Il miracolo sembrava poi possibile con i dati dell'affluenza insolitamente alti, cosa che in passato aveva sempre coinciso con la vittoria dei riformisti.
Ma alla fine il paese ha votato come ci si aspettava, così come le pressioni internazionali, il terrorismo interno e le dinamiche politiche avevano spinto a fare. Il polarizzarsi dello scontro tra Ahmadinejad e Moussavi ha avuto il solo risultato di cannibalizzare gli altri due candidati che hanno ottenuto risultati talmente scarsi che il primo turno si è trasformato di fatto in un ballottaggio diretto.
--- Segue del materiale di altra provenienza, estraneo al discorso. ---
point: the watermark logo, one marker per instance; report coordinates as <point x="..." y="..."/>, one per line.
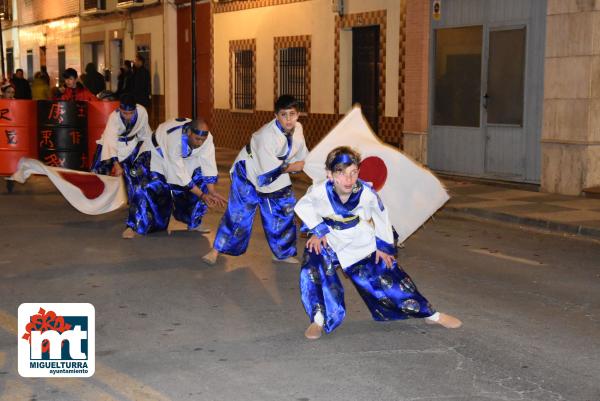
<point x="56" y="340"/>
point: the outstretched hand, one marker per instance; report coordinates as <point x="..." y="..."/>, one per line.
<point x="386" y="257"/>
<point x="117" y="170"/>
<point x="215" y="199"/>
<point x="316" y="244"/>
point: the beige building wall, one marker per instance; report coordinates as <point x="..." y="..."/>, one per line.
<point x="62" y="32"/>
<point x="315" y="21"/>
<point x="571" y="121"/>
<point x="313" y="18"/>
Il margine del riconfermato presidente è stato così ampio che oggettivamente è difficile parlare di brogli sostanziali come invece sta facendo lo sconfitto. In un paese grande come l'Iran significherebbe manipolare diversi milioni di voti, ciò che non potrebbe avvenire senza plateali irregolarità. Non è sufficiente oscurare gli sms nella capitale o impedire agli osservatori di entrare in alcuni seggi per spostare milioni di voti da un candidato ad un altro.
Un osservatore esterno potrebbe invece ben vedere come il pathos narrativo sia stato in qualche modo orchestrato in queste ultime settimane in maniera quasi filmica, e lo sbocco in una situazione di estrema tensione ne sia il risultato conseguente.
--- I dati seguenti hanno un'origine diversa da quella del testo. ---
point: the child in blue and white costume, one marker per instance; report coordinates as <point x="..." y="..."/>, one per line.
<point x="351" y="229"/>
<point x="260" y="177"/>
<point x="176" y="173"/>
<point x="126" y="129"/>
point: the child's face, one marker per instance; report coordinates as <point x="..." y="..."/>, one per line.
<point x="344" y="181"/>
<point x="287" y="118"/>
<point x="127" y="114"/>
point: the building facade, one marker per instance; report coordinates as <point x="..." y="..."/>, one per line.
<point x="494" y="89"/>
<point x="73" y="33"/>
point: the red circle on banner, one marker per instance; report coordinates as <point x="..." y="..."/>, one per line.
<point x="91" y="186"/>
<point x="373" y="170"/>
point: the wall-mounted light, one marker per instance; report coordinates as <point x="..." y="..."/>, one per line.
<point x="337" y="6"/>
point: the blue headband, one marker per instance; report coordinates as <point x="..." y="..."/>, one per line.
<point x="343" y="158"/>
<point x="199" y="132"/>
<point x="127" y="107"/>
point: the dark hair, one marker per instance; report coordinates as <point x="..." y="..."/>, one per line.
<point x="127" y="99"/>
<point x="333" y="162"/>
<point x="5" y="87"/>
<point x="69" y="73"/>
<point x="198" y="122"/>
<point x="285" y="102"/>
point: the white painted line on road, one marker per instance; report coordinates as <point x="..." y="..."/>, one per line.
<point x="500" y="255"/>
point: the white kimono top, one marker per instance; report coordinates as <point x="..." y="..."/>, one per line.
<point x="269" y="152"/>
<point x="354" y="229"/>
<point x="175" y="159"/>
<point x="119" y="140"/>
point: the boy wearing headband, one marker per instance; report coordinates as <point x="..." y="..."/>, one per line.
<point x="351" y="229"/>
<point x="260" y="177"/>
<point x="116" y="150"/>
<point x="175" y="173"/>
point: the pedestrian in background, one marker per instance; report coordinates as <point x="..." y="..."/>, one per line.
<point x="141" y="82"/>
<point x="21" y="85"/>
Gli attentati terroristici di inizio mese hanno dato l'allarme. Gli attacchi dialettici di Ahmadinejad hanno creato un clima di forte contrapposizione con lo schieramento avversario. La piazza, intesa come il ribollire delle rivendicazioni giovanili e femministe, soprattutto nei centri urbani come Teheran, ha cominciato a credere al cambiamento non solo come possibile ma addirittura a portata di mano. Nelle riunioni e manifestazioni dell'opposizione circolavano ormai da giorni come reali le voci di brogli. La dichiarazione di Moussavi che si auto-proclama vincitore, giocando in anticipo sulle comunicazioni ufficiali la notte del voto, è stato l'ultimo colpo di scena prima della doccia fredda.

Il risultato di tutto questo è uno scenario da tumulto sociale, se non addirittura da scontro civile. Un canovaccio riscontrabile negli ultimi anni nella destabilizzazione di molti paesi, che hanno portato a volte ai cosiddetti "regime change" (come nelle rivoluzioni colorate in Serbia, Ucraina, Georgia), o a repressioni violente del potere (come in Asia centrale o Africa).
In Iran il contesto è reso ancora più grave dalla situazione internazionale e dalle minacce di guerra che coinvolgono il paese. Ogni evento è reso per questo ancor più acuto e le ripercussioni più delicate.

Il mondo occidentale ha ormai il suo tiranno, senza se e senza ma: il suo nome è Ahmadinejad.
Le prime reazioni da Israele, dietro il tenore preoccupato, sembrano grida esultanti. Il vice-ministro degli Esteri, Danny Ayalon, ha dichiarato: "Se anche ci fosse stata un'ombra di speranza, la rielezione di Ahmadinejad è giunta a dimostrare una volta di più la crescente minaccia rappresentata dall'Iran, ai cui programmi nucleari bisogna subito far fronte".

Esplicito anche il vice-premier di Netanyahu, Silvan Shalom, uno dei leader del maggiore partito al governo, il Likud, secondo cui il risultato delle elezioni presidenziali iraniane "sta esplodendo in faccia a chi pensava che l'Iran fosse pronto a un dialogo con il mondo libero, incluso quello sulla cessazione dei suoi piani nucleari" con chiaro riferimento ad Obama ed alle componenti della sua Amministrazione che stanno cercando un dialogo con Teheran.

Riuscirà il popolo iraniano a tenere i nervi saldi, la mente lucida, il cuore limpido? È solo sull'anima nascosta del popolo persiano su cui si può fare affidamento. La sua leadership, in tutti i suoi settori, ci pare troppo implicata e stretta in meccanismi di potere, interni ed internazionali, che la stanno spingendo là dove si vuole che vada.

Un comandante guerrigliero latino-americano ha detto che l'unico modo che ha il popolo di battere il potere è fare sempre ciò che non ci si aspetta da lui. In Iran, oggi, appare quasi impossibile.